Les éloges et les remerciements ne se sont pas fait attendre après l’annonce du départ d’Alain Berset du plus haut collège gouvernemental à la fin de l’année. Le FDP, par la voix de son chef de groupe parlementaire Damien Cottier, a salué « le travail inlassable d’un conseiller fédéral engagé ». Philippe Nantermod, vice-président du parti suisse, a ensuite souligné le grand courage dont Berset avait fait preuve face à la pandémie.
Un aspect, ce dernier, est également souligné par les Verts libéraux : en tant que ministre de la Santé pendant la crise, Berset a conduit le pays à travers des phases turbulentes, ont-ils déclaré dans un communiqué.
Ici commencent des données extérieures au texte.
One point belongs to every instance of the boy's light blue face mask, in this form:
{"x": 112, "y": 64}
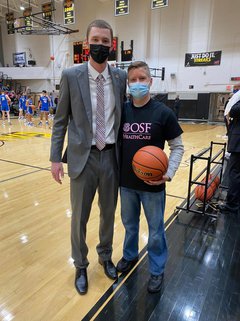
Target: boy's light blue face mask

Toutefois, en fonction des résultats de l’élection fédérale, le parti se réserve le droit de revendiquer le siège laissé vacant par les socialistes. En effet, les Verts libéraux, qui visent plus de 10% des suffrages, estiment que le PS est surreprésenté au sein de l’exécutif. Et s’il n’augmente pas le soutien, disent-ils, il devra renoncer à son deuxième siège.
Et les verts ? Eux aussi tentent d’entrer au gouvernement depuis des années, estimant que la composition actuelle ne reflète pas l’équilibre des pouvoirs au niveau politique. Cet objectif est d’ailleurs renforcé dans un communiqué publié après l’annonce de Berset : il précise que les écologistes n’attendent leur candidature qu’à la fin de l’année lorsque le Conseil fédéral sera intégralement renouvelé.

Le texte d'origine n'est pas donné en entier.